Treatment for Dental Infection
Surgical intervention is the primary treatment for dental infections—antibiotics alone are ineffective and should only be added when there is systemic involvement, spreading infection, or in medically compromised patients. 1, 2
Primary Treatment Algorithm
Step 1: Immediate Surgical Management (Required for All Cases)
The definitive treatment depends on tooth restorability 1:
- Root canal therapy for salvageable teeth with adequate crown structure and periodontal health 1
- Extraction for non-restorable teeth with extensive caries, severe crown destruction, or failed previous endodontic treatment 1
- Incision and drainage for accessible abscesses with fluctuant swelling 1, 2
Critical point: Adding antibiotics to proper surgical drainage shows no statistically significant improvement in pain or swelling outcomes compared to surgical treatment alone 2. This is why surgery must come first—antibiotics cannot eliminate the source of infection 1.

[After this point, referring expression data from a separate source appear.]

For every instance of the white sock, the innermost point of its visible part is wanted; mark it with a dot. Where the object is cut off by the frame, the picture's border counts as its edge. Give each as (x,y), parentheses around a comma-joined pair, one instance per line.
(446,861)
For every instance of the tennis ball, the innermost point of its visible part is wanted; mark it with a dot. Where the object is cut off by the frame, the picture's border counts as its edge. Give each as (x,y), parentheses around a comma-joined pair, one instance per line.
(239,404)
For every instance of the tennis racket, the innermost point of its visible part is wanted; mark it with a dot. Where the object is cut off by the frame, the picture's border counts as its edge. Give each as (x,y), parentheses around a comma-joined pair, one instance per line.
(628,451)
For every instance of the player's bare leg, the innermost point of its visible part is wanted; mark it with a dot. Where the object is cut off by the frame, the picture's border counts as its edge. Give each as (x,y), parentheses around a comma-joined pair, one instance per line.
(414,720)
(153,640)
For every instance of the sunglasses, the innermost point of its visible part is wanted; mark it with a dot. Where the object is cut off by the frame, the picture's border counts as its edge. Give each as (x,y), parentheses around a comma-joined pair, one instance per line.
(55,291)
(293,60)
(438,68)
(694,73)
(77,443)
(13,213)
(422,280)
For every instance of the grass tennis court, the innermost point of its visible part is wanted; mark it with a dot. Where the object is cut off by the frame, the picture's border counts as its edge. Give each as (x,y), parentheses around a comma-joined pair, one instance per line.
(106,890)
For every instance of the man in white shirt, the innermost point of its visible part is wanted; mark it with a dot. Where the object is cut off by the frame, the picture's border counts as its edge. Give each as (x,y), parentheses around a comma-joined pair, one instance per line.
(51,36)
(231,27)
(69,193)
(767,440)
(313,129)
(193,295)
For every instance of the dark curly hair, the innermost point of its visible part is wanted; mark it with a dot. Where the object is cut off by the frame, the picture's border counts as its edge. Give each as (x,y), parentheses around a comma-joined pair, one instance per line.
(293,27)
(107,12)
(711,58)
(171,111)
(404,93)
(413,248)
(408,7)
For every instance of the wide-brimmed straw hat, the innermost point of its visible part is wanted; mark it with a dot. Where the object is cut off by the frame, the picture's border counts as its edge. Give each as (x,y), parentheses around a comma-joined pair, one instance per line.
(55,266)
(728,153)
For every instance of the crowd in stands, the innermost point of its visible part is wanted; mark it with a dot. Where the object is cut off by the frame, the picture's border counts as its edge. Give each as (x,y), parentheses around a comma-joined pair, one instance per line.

Step 2: Assess Need for Antibiotics
Antibiotics are indicated ONLY when specific criteria are met 1, 2:
Systemic involvement present:
- Fever, malaise, or lymphadenopathy 1
- Trismus (difficulty opening mouth) 3
- Facial space involvement or cervicofacial tissue extension 2, 1
- Diffuse swelling that cannot be adequately drained 2
Patient-specific factors:
- Medically compromised or immunosuppressed patients 1
- Poorly controlled diabetes 4
- Organ transplant recipients 4
Treatment failure:
- Lack of response to surgical intervention alone 1
Step 3: Antibiotic Selection (When Indicated)
According to WHO guidelines, the first-choice antibiotic is 2:
- Amoxicillin (Access category antibiotic)
- Alternative: Amoxicillin-clavulanic acid for more severe infections 2
- First choice for acute dentoalveolar abscess: Amoxicillin for 5 days after incision and drainage 2
For acute apical periodontitis and acute apical abscess, the European Society of Endodontology recommends phenoxymethylpenicillin when antibiotics are necessary 2.
Supportive Care Measures
All patients should receive 3:
- Warm saline rinses to promote drainage and reduce inflammation 3
- Alcohol-free 0.2% chlorhexidine mouth rinse to reduce bacterial load 3
- Gentle oral hygiene with soft toothbrush and mild fluoride toothpaste 3
- Avoidance of irritants including smoking, alcohol, and spicy/hot foods 3
Critical Warning Signs Requiring Immediate Intervention
Assess every patient for 3:
- Respiratory distress (dyspnea or stridor)—maxillofacial infections can cause airway compromise from soft-tissue edema 3
- Difficulty swallowing indicating deep space involvement 3
- Rapidly increasing facial swelling 3
Most dangerous pitfall: Failure to recognize potential airway compromise can be life-threatening 3.
Common Clinical Errors to Avoid
Prescribing antibiotics without surgical intervention—this is ineffective and contributes to antibiotic resistance 1, 5. Once drainage is performed and the infection source is removed, all tested antibiotics show equal effectiveness with 98.2% cure rates, but local intervention is more critical than antibiotic choice 5.
Using antibiotics as first-line treatment—antibiotics should never be used alone as primary care 4. The European Society of Endodontology explicitly states not to use antibiotics for acute apical periodontitis and acute apical abscesses without the specific indications listed above 2.
Extracting restorable teeth unnecessarily—root canal therapy should be attempted first when the tooth has adequate structure and periodontal health 1.
Underestimating infection severity—delayed treatment of spreading infections can lead to life-threatening complications 3.